— Чертов кашалот!
— Неужто крейсер? — спросил Сайрус, прилегший на кушетку.
— Да!.. И он видит нас как днем, чума на его голову!
— Вы так полагаете?
— Да, дьявол нас возьми! Мы попали в этот чертов электрический луч, как в хвост кометы!
— К счастью, корабль не сможет подойти к нам, не сев на мель.
— Но в голову его капитана может прийти фантазия потопить нас! Ведь судовые орудия заряжены не арбузами.
— Однако крейсер, по крайней мере, в четырех милях от нас.
— Ну и что? У него дьявольски сильная артиллерия.
— Откуда вам это известно?
— Этот корабль — не иначе как «Котран», один из наиболее грозных чилийских броненосцев… Гляньте-ка, он так уверен, что расправится с нами завтра днем, что спокойно тушит свои огни, подобно доброму буржуа, отправляющемуся почивать! Он даже не удостоил нас ни единым пушечным выстрелом.
— Ну и что же теперь с нами станет?
— Как что?.. Нас повесят, а судно с грузом конфискуют.
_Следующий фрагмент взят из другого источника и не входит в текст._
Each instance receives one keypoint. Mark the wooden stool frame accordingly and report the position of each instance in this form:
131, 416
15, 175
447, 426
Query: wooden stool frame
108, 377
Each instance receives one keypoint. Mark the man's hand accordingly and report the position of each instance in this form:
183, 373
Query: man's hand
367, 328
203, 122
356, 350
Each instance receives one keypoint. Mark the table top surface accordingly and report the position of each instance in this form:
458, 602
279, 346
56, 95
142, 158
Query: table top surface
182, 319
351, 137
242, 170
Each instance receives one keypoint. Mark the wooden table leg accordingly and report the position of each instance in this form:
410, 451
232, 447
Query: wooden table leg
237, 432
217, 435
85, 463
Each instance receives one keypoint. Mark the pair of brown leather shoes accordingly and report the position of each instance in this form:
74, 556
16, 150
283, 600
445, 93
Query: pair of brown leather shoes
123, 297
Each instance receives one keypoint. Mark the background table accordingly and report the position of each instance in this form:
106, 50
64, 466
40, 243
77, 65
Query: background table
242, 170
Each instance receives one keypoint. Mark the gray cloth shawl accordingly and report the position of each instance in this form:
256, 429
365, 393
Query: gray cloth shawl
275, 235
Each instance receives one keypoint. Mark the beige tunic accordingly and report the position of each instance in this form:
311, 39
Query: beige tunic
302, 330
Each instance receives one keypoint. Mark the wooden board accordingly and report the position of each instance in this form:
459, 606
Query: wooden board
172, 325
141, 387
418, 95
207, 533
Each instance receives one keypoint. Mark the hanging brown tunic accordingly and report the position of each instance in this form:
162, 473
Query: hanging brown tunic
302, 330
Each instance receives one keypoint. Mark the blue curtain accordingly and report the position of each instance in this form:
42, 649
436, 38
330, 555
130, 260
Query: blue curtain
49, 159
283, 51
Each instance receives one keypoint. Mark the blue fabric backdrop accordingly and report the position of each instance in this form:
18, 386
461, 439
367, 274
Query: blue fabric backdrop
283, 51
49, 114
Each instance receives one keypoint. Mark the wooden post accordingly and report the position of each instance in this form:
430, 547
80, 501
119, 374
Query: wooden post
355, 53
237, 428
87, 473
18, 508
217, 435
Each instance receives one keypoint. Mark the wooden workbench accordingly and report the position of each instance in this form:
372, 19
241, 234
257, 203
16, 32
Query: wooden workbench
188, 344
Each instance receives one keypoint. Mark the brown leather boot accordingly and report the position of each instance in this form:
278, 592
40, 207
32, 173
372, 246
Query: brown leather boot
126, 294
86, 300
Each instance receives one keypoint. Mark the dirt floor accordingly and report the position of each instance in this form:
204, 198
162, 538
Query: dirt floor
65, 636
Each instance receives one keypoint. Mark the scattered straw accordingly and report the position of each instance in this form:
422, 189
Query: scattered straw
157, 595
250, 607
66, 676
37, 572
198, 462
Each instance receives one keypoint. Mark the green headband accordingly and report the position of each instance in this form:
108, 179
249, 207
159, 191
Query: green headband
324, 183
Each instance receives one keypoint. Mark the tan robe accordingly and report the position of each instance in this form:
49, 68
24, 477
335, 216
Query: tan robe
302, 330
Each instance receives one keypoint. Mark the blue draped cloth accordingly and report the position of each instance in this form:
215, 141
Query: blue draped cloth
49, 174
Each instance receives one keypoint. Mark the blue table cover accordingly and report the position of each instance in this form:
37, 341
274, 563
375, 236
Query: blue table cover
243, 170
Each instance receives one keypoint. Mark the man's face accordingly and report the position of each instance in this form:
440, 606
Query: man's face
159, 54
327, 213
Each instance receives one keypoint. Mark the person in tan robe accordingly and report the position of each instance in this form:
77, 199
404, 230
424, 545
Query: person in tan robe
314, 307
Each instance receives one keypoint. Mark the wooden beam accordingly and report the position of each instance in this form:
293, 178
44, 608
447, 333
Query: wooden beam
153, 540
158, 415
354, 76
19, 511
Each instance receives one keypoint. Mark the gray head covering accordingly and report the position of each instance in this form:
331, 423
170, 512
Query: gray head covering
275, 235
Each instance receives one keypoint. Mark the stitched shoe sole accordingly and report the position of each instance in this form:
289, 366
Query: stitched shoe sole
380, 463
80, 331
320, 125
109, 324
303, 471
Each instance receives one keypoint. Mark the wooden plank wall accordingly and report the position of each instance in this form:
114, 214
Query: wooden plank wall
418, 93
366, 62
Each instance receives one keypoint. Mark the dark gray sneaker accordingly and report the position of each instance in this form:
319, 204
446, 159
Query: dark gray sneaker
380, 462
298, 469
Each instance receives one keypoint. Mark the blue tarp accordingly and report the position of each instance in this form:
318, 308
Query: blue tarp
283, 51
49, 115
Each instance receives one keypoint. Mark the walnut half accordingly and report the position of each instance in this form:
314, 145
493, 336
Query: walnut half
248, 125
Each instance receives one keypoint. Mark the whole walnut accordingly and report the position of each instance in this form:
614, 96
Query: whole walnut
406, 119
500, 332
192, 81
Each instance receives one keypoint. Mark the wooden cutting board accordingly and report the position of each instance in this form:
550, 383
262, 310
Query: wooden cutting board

— Я бы предпочел поджечь два бочонка с виски в трюме, дать разгореться хорошему пожару и затем бросить шхуну на металлическое чудовище, чтобы взлететь на воздух вместе с ним.
— Командир корабля — не дурак, он не даст нам подойти близко.
— В общем, рассчитывать на спасение нечего…
— Если только нас не выбросит волной на берег.
— А это крах…
— Нашего предприятия. Конечно, мы при этом понесем значительные материальные потери, но зато спасем свои шкуры.
— О, великолепно!
— Что такое?
— Возможно, нас не повесят и не разорят! Видите красноватый свет вон там, по левому борту, со стороны берега?
— Смутно: у меня в глазах все еще мельтешит после электрического света.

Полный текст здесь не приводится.